Important Facts to Consider when Releasing Medical Records

by | Published on Aug 5, 2020 | Medical Record Review

Physician practices receive medical record release requests from various sources – from the patients themselves, insurance companies, Medicare, and attorneys. Medical records are vital for processes such as medical peer review for insurance, or medical record review in personal injury cases. HIPAA and HITECH Privacy and Security Rules apply when it comes to medical records release, and therefore physicians must clearly understand the protocols or guidelines related to releasing sensitive healthcare records. There should be an efficient system in place that allows the medical office to release complete, organized, clear records to the requesting entity. The gathering and release of medical records must be in compliance with state and federal laws related to release of confidential information. HIPAA allows providers to disclose patient records without the patient’s permission under the TPO or Treatment, Payment, and Operations exclusion.

Here are some major things to know regarding medical records release.

  • There should be a written authorization from the patient to release the records, and the wording in the request should allow the medical records to be released via mail or fax.
  • You must obtain a separate, signed authorization for each request.
  • To release the medical records to anyone other than the patient, a valid authorization must be obtained. To release records to a patient, only the patient’s handwritten, signed request is required.
  • Make sure to release only the copies of the medical record, including videos, X-rays and so on.
  • The requests to inspect the record must be honored within the specific number of working days, which may vary according to each state rule. The copies must be released within the required number of days after receiving a written request. Verify your state’s regulation in this regard.
  • Ensure that details such as the date of release and to whom the medical record was released are noted in the medical record. In case the medical record is faxed, the fax transmittal form should clearly state to whom the record is sent by name, fax and office telephone number, and address. It must also include a confidentiality statement.
  • The provider can prepare a summary of the medical record if the patient agrees to it.
  • A cost-based fee may be charged, as decided by individual state law, which includes labor. A clerical fee may also be charged, but there may be exceptions to this fee.
  • You can release the records prepared by another provider, especially when they are required to develop a treatment plan.
  • Additional specific authorization could be necessary to obtain the medical record of the diagnosis, treatment, and other details of minors, HIV patients, mental patients, and patients with alcohol/substance abuse concerns.
  • Medical records maintained in digital or electronic format can be provided in the same format when so requested.
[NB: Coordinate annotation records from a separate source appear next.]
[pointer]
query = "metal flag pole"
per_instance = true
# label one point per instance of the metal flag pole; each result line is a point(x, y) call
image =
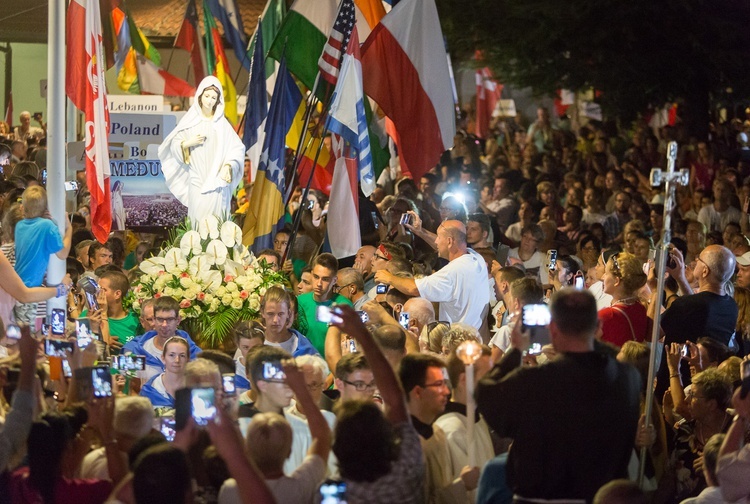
point(672, 179)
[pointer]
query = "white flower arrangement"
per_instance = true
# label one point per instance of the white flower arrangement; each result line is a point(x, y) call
point(214, 277)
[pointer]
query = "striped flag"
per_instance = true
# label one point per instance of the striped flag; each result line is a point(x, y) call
point(218, 65)
point(189, 39)
point(85, 87)
point(333, 52)
point(346, 116)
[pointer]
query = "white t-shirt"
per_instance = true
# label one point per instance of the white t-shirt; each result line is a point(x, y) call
point(461, 287)
point(603, 300)
point(301, 486)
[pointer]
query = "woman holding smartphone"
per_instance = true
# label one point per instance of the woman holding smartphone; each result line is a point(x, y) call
point(625, 319)
point(160, 389)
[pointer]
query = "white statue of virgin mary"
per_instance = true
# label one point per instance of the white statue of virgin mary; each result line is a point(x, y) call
point(203, 158)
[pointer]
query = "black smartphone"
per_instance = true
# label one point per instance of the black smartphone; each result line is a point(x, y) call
point(167, 428)
point(333, 492)
point(58, 321)
point(227, 382)
point(57, 348)
point(202, 405)
point(101, 382)
point(273, 372)
point(326, 315)
point(578, 281)
point(551, 259)
point(403, 320)
point(84, 336)
point(535, 319)
point(13, 332)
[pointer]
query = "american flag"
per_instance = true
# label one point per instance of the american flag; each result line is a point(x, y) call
point(333, 52)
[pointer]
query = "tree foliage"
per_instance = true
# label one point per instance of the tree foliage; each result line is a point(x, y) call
point(636, 52)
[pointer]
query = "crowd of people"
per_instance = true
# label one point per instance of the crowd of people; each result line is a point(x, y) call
point(537, 246)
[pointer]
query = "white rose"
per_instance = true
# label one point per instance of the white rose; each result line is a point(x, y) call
point(253, 303)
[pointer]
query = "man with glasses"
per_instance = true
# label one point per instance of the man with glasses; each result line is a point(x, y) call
point(354, 379)
point(427, 387)
point(710, 312)
point(267, 379)
point(349, 283)
point(151, 344)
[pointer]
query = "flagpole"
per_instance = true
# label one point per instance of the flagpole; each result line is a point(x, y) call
point(298, 217)
point(56, 136)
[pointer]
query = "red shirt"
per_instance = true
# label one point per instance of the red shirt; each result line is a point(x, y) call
point(615, 327)
point(67, 491)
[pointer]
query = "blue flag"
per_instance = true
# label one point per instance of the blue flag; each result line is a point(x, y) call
point(265, 214)
point(257, 105)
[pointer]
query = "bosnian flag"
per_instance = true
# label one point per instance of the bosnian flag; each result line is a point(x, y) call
point(257, 105)
point(154, 80)
point(85, 87)
point(346, 116)
point(405, 70)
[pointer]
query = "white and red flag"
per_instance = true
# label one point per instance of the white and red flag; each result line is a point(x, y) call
point(85, 86)
point(488, 93)
point(405, 70)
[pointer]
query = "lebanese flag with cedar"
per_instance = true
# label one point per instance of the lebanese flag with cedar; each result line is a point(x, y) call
point(405, 70)
point(85, 86)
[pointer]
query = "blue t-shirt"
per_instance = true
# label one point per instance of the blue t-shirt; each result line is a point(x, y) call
point(36, 239)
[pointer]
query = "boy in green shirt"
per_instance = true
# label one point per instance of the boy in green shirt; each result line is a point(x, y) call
point(324, 269)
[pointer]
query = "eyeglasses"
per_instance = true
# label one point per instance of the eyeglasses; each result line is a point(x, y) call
point(433, 325)
point(361, 386)
point(338, 288)
point(616, 266)
point(438, 384)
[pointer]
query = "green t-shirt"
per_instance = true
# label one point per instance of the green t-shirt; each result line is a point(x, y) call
point(124, 329)
point(316, 331)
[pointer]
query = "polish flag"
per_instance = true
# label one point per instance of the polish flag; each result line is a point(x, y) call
point(405, 70)
point(85, 86)
point(488, 93)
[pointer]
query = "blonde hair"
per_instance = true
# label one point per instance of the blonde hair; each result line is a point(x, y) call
point(269, 441)
point(630, 271)
point(34, 201)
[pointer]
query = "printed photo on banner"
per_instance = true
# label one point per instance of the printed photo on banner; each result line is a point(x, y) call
point(140, 197)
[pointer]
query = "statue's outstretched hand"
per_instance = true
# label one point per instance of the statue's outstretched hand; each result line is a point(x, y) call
point(195, 141)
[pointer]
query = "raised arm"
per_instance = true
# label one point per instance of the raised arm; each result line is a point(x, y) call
point(319, 429)
point(388, 385)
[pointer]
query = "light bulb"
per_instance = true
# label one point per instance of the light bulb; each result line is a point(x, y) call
point(469, 351)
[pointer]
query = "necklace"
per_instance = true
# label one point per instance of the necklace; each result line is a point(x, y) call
point(626, 301)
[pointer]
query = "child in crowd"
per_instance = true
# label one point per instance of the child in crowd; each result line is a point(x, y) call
point(37, 237)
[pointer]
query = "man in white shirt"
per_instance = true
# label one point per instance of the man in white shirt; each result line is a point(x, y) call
point(461, 287)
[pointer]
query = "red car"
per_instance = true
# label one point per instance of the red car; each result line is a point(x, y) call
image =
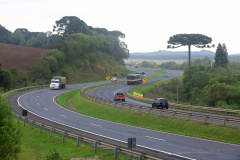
point(119, 96)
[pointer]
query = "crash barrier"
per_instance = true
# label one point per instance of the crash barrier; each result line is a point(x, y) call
point(24, 88)
point(155, 111)
point(79, 138)
point(187, 106)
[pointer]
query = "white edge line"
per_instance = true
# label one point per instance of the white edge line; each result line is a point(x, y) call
point(119, 124)
point(92, 132)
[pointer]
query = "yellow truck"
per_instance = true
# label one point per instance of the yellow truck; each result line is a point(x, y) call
point(58, 82)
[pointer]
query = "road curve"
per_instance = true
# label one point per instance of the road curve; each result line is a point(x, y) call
point(41, 105)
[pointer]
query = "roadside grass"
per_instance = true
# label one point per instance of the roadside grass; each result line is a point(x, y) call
point(36, 145)
point(141, 89)
point(151, 121)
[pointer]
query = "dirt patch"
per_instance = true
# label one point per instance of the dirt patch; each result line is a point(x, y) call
point(18, 56)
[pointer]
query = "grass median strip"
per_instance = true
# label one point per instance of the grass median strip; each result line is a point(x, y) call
point(177, 125)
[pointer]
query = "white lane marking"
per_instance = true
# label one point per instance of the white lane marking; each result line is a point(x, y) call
point(119, 90)
point(155, 138)
point(95, 125)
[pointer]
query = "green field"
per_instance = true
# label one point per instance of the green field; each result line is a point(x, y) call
point(36, 145)
point(168, 124)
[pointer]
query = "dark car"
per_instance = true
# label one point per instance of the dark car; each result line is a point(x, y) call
point(160, 103)
point(119, 96)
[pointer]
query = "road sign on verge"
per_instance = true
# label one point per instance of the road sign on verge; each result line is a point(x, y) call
point(131, 142)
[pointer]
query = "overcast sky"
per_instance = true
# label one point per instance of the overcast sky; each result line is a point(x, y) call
point(147, 24)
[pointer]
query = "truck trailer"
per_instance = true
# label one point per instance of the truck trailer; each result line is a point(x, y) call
point(58, 82)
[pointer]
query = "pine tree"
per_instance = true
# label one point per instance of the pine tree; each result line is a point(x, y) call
point(221, 56)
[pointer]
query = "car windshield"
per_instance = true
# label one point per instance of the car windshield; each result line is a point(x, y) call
point(119, 93)
point(54, 81)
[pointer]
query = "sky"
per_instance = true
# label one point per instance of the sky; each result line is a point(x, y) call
point(147, 24)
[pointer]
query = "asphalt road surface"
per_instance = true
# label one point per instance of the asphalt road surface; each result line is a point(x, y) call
point(41, 105)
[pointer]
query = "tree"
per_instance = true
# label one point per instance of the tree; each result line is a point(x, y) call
point(9, 133)
point(4, 33)
point(69, 25)
point(221, 56)
point(197, 40)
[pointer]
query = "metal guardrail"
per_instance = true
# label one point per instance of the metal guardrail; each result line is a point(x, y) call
point(24, 88)
point(188, 106)
point(152, 110)
point(80, 138)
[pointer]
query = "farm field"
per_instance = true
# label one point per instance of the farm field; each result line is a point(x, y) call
point(18, 56)
point(158, 62)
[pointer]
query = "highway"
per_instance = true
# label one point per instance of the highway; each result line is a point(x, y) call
point(41, 105)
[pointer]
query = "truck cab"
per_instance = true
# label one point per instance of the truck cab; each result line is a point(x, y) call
point(55, 84)
point(119, 96)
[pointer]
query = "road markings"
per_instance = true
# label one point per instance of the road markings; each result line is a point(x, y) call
point(95, 125)
point(155, 138)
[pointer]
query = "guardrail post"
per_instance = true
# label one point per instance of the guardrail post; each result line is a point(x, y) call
point(24, 120)
point(51, 130)
point(41, 128)
point(18, 118)
point(141, 156)
point(95, 146)
point(224, 121)
point(63, 134)
point(78, 140)
point(32, 124)
point(189, 115)
point(130, 106)
point(174, 114)
point(205, 119)
point(115, 152)
point(99, 100)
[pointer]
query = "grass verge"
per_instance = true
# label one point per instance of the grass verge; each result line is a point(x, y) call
point(44, 145)
point(178, 125)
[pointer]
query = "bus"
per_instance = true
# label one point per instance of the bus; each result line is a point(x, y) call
point(134, 79)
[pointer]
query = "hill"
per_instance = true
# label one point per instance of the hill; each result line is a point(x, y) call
point(178, 55)
point(18, 56)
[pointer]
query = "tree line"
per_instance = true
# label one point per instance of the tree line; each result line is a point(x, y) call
point(204, 85)
point(72, 44)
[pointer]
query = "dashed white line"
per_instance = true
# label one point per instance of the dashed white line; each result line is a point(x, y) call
point(95, 125)
point(155, 138)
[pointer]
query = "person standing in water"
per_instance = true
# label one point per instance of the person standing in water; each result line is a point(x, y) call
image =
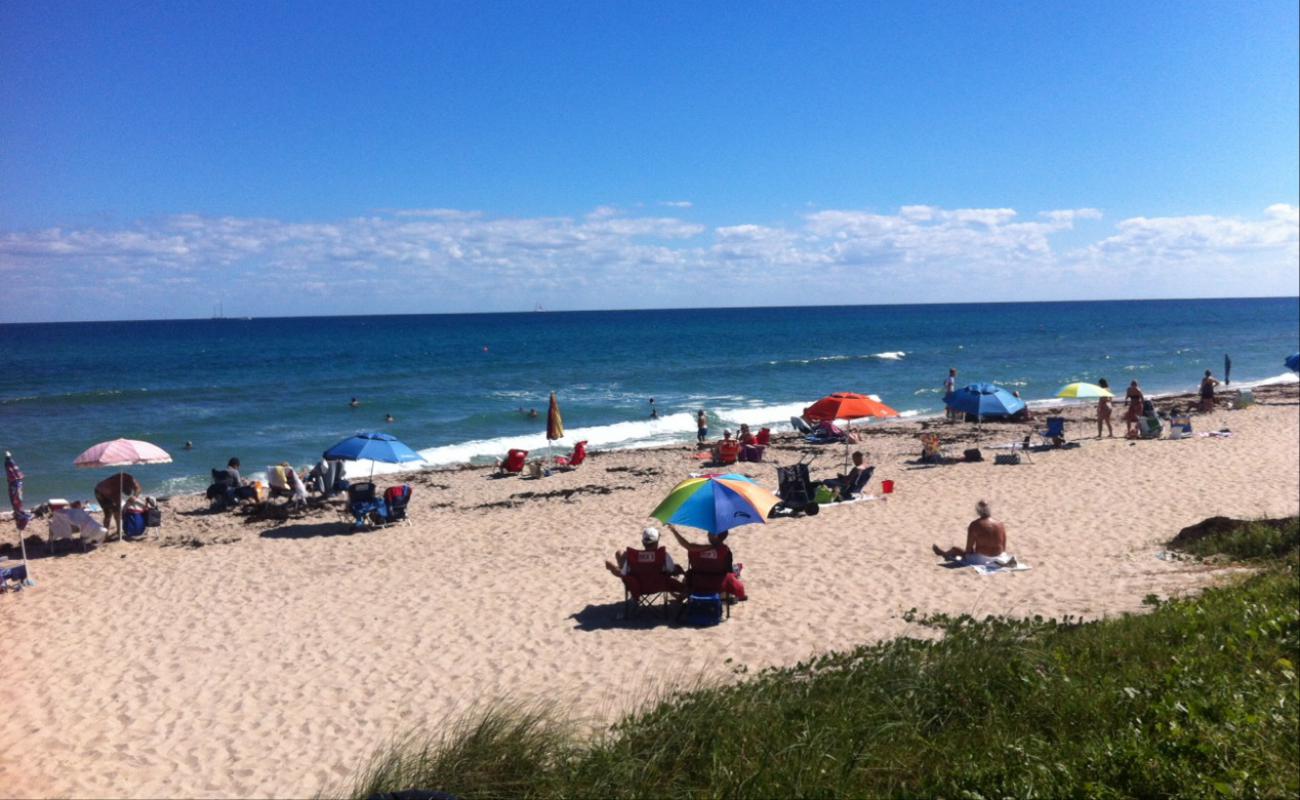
point(1104, 410)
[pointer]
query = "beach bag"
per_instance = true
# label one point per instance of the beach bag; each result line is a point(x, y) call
point(133, 523)
point(703, 610)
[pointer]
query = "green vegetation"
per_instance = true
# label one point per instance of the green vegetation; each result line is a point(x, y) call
point(1199, 697)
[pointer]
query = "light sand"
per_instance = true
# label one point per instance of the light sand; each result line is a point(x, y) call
point(273, 660)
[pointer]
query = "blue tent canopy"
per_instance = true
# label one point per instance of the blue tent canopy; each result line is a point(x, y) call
point(986, 401)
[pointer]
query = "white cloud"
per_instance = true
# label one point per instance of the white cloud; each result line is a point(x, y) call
point(460, 260)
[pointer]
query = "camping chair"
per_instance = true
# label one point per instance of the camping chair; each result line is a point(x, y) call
point(512, 463)
point(1054, 433)
point(727, 452)
point(645, 583)
point(575, 459)
point(360, 502)
point(709, 570)
point(1149, 427)
point(931, 449)
point(394, 506)
point(858, 485)
point(277, 479)
point(1179, 426)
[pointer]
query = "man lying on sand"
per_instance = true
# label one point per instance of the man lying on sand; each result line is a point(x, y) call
point(986, 541)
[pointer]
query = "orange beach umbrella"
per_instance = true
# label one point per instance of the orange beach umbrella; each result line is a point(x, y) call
point(554, 422)
point(846, 405)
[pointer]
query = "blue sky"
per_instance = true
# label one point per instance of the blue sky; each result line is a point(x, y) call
point(486, 156)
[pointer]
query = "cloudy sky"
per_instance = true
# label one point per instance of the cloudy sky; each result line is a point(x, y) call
point(299, 159)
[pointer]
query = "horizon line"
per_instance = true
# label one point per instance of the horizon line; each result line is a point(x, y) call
point(532, 311)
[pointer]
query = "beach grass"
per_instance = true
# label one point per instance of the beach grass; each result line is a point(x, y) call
point(1196, 697)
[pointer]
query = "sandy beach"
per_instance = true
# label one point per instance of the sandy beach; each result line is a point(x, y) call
point(250, 658)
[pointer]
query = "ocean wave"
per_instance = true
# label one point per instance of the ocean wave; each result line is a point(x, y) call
point(888, 355)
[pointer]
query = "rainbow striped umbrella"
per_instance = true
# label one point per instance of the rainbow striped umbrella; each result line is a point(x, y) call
point(716, 502)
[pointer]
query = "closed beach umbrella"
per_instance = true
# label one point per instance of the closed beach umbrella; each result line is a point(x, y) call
point(121, 453)
point(846, 406)
point(716, 502)
point(554, 422)
point(373, 448)
point(1083, 390)
point(986, 400)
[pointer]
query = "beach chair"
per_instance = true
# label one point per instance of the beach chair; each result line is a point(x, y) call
point(705, 579)
point(512, 463)
point(1054, 432)
point(727, 452)
point(1149, 427)
point(394, 506)
point(1179, 426)
point(931, 449)
point(796, 489)
point(645, 584)
point(277, 479)
point(858, 485)
point(575, 459)
point(360, 504)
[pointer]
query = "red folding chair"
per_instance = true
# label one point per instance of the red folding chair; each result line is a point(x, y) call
point(646, 583)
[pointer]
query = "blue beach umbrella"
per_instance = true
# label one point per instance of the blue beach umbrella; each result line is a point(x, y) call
point(986, 400)
point(372, 448)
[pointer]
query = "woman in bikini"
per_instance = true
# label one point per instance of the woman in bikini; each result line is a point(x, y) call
point(1134, 413)
point(1104, 411)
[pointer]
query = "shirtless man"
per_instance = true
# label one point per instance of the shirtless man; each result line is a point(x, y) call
point(986, 539)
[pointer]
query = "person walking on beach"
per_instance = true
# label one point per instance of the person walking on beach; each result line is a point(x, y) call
point(1104, 411)
point(949, 388)
point(1208, 384)
point(986, 539)
point(1134, 413)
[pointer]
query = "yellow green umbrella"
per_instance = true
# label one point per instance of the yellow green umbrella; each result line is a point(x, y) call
point(1084, 390)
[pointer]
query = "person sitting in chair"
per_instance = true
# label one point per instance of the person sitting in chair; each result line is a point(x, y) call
point(731, 583)
point(846, 485)
point(986, 540)
point(622, 567)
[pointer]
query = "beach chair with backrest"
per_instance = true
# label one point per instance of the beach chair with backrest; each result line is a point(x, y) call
point(1179, 426)
point(728, 452)
point(931, 449)
point(278, 481)
point(512, 463)
point(360, 502)
point(1149, 427)
point(1054, 432)
point(858, 485)
point(576, 458)
point(645, 584)
point(394, 506)
point(705, 579)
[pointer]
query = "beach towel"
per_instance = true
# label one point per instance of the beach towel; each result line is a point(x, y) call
point(986, 565)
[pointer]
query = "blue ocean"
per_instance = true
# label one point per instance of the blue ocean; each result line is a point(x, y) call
point(459, 386)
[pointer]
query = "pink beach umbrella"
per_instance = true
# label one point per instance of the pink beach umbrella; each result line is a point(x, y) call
point(121, 453)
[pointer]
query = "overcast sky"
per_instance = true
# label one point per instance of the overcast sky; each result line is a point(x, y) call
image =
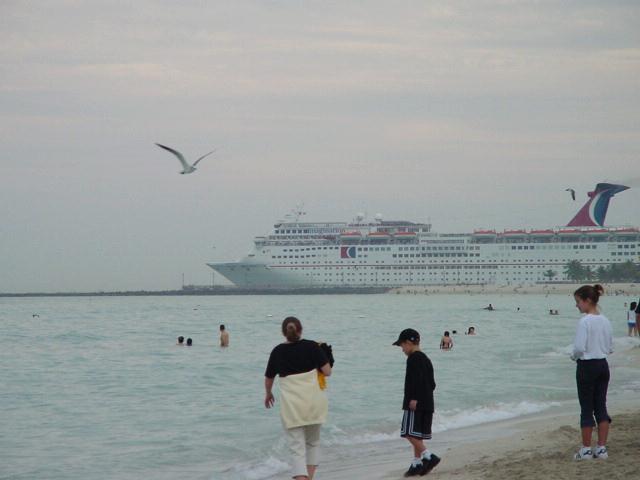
point(468, 113)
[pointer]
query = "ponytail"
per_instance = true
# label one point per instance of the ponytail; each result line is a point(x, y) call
point(292, 329)
point(590, 292)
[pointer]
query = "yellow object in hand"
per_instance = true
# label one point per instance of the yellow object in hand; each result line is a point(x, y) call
point(322, 381)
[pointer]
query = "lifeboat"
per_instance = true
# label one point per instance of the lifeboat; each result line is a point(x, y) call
point(598, 233)
point(515, 233)
point(378, 235)
point(627, 231)
point(484, 233)
point(570, 232)
point(542, 233)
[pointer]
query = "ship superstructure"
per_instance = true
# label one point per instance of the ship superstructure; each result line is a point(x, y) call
point(395, 253)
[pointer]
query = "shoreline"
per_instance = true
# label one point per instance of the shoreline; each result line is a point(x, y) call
point(512, 448)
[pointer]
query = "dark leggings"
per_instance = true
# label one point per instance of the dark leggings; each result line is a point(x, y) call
point(592, 378)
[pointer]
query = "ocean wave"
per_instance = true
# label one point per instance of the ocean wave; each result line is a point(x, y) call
point(485, 414)
point(620, 344)
point(262, 469)
point(443, 421)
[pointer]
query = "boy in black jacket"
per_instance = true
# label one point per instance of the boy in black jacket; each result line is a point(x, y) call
point(418, 406)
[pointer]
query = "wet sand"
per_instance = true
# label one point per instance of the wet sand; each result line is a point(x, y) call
point(538, 446)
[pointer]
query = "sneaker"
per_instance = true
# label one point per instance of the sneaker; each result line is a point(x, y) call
point(429, 464)
point(584, 454)
point(601, 452)
point(414, 470)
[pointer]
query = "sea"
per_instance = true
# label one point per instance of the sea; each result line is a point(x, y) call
point(96, 387)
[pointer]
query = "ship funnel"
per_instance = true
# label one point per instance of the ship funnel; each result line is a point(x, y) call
point(593, 213)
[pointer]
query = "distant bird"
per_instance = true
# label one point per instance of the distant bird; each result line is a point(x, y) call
point(573, 193)
point(186, 168)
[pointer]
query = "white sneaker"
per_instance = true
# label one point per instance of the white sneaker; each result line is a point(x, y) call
point(601, 452)
point(584, 454)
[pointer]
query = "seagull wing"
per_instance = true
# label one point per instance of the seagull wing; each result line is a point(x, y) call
point(205, 155)
point(177, 154)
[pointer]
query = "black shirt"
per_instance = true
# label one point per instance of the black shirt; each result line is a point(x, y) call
point(419, 383)
point(297, 357)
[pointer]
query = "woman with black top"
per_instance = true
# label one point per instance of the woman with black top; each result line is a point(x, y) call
point(303, 404)
point(638, 318)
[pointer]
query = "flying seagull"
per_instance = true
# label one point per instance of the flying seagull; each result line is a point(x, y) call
point(186, 168)
point(573, 193)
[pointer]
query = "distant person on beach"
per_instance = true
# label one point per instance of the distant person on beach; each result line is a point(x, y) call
point(446, 342)
point(631, 319)
point(591, 347)
point(304, 406)
point(224, 336)
point(417, 404)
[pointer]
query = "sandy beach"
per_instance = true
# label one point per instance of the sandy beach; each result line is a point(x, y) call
point(538, 446)
point(627, 289)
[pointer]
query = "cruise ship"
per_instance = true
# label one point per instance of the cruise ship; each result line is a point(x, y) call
point(393, 253)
In case the records system doesn’t allow the creation or transmission of an electronic digital record, the requester must be informed in writing regarding the same.
  • Attorneys may send a subpoena for medical records in connection with a lawsuit or other legal proceedings. The patient’s consent is not required for issuing a subpoena for medical records. It is issued under the authority of the court or administrative tribunal wherein the legal proceeding is awaited. If medical records are to be obtained for litigation without the written authorization from the concerned patient, HIPAA requires that the subpoena is accompanied by either a statement that the patient has been notified of the request and has had an opportunity to object, or a motion for a qualified “protective order.” A qualified protective order mandates that any protected health information or PHI can be revealed only for litigation purposes, and that any PHI disclosed must be returned to the healthcare provider at the end of litigation. When issuing a subpoena, it is important to notify the patient’s attorney of the same and a copy of the subpoena must be sent to the attorney. If any other objections exist as regards the subpoena, the patient’s attorney will have the opportunity to voice those to the hospital, physician or other practitioner, and get a ruling by the court on those objections. If no objections are raised by the patient’s attorney, it is mandatory to comply with a proper subpoena for medical records.

At present, factors such as health information exchange initiatives, EHR interoperability, patient engagement and so on are gaining significance in healthcare. This requires providers to be more willing to exchange PHI and improve the patient’s/caregiver’s access to health records. Attorneys may require medical record retrieval for litigation purposes. Whatever be the purpose for which patient health information is required, medical record custodians and HIM professionals must ensure that the records are released properly following actual legal requirements. A healthcare attorney can provide valuable advice in this regard. When a record request is received, it is vital to check whether it is from the patient. If it is not, ensure that the entity making the request has valid authorization or proper legal authority to make the request.